Es innegable la subida de la temperatura de la Tierra. Se sabe que a finales del siglo, en un escenario fatal —no lejos de las previsiones que se auguran hoy en día—, la temperatura habrá subido entre 6º y 7º, con el consiguiente deshielo de los polos y glaciares. Todo parece catastrófico, pero lo cierto es que, si somos sinceros, lo es.

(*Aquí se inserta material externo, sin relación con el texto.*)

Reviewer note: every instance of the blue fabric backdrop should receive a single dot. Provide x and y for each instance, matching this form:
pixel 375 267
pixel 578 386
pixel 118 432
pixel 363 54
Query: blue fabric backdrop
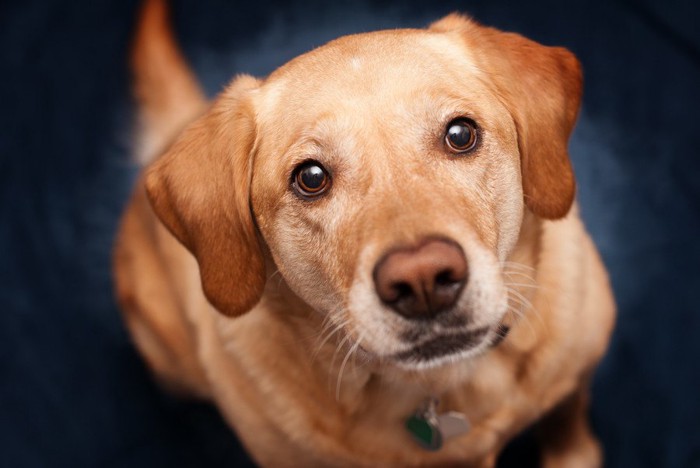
pixel 73 391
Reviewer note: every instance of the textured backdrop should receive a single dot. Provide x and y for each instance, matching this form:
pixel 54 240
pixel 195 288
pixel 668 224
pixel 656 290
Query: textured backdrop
pixel 72 390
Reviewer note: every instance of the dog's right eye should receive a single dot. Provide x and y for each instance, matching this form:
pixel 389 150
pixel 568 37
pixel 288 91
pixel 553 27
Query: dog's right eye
pixel 310 179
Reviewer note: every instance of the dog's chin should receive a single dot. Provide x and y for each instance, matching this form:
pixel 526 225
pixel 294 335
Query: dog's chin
pixel 447 348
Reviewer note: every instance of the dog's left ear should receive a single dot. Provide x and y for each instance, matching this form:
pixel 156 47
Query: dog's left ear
pixel 541 86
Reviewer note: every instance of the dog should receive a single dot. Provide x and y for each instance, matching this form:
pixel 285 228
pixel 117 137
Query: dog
pixel 373 256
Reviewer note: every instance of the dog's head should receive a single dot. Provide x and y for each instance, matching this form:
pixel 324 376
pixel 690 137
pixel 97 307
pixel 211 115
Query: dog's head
pixel 387 175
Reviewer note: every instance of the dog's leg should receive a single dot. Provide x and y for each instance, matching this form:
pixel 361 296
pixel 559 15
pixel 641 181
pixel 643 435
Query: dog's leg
pixel 565 435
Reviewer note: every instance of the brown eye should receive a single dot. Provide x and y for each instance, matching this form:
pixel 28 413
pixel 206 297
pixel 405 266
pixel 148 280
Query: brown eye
pixel 311 179
pixel 461 135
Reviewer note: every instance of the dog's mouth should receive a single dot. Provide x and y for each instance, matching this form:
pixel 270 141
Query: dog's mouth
pixel 442 346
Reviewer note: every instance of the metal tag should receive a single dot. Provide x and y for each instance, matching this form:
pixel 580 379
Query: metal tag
pixel 452 424
pixel 430 430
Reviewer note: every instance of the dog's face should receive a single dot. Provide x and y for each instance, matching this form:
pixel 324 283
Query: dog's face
pixel 387 174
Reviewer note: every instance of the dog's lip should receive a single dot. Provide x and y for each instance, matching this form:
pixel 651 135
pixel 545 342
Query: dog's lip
pixel 443 345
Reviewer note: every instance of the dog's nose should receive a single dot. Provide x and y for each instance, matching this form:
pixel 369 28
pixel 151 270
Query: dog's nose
pixel 420 282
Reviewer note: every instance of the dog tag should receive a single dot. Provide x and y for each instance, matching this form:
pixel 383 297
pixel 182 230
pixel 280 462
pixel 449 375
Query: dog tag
pixel 425 432
pixel 452 424
pixel 430 430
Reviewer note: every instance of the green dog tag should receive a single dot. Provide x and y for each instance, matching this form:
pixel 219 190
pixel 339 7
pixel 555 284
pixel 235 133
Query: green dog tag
pixel 425 432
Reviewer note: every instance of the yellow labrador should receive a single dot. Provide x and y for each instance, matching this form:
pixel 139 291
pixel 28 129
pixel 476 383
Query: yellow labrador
pixel 371 257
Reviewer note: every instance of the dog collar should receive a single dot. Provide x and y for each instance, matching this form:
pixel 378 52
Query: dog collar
pixel 430 429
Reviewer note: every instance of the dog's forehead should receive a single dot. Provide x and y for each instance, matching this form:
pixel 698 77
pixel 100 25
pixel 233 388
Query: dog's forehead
pixel 368 69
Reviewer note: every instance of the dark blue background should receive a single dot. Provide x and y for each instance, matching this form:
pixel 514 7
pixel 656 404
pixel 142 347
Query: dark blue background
pixel 73 391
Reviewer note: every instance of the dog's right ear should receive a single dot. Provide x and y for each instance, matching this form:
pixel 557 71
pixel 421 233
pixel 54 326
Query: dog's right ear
pixel 200 190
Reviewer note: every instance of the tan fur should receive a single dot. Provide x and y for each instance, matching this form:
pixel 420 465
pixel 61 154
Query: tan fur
pixel 305 373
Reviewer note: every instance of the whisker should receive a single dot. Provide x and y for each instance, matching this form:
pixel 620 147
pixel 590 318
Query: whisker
pixel 351 352
pixel 338 327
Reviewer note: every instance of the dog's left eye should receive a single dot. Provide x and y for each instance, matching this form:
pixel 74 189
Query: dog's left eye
pixel 310 179
pixel 461 135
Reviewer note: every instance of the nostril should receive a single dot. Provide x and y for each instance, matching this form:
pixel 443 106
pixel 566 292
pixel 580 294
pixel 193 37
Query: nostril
pixel 402 291
pixel 446 278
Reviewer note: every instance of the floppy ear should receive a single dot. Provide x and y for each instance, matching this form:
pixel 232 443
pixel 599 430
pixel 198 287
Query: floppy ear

Bien advierte Martin Rees de que “el debate del clima se ha deteriorado debido a un exceso de confusión entre ciencia, política e intereses comerciales”. Las grandes corporaciones empresariales e industriales, en connivencia con la maldad o necedad de los políticos sin escrúpulos (o, incluso, de los políticos con escrúpulos pero con ninguna eficacia o maniobrabilidad) conducen, gracias a nuestra inconsciencia, a una falsa apariencia de vida mejor. Las industrias farmacéuticas, las petrolíferas, las automovilísticas, las de virtualidad comunicativa y las de la alimentación son los auténticos culpables del cambio climático. Es muy difícil que el individuo pueda nada contra ellas. Pero el único camino es la suma de individuos que deciden cambiar radicalmente sus hábitos de consumo. Solo así se hará algo. Así, y también votando mejor a políticos mejores.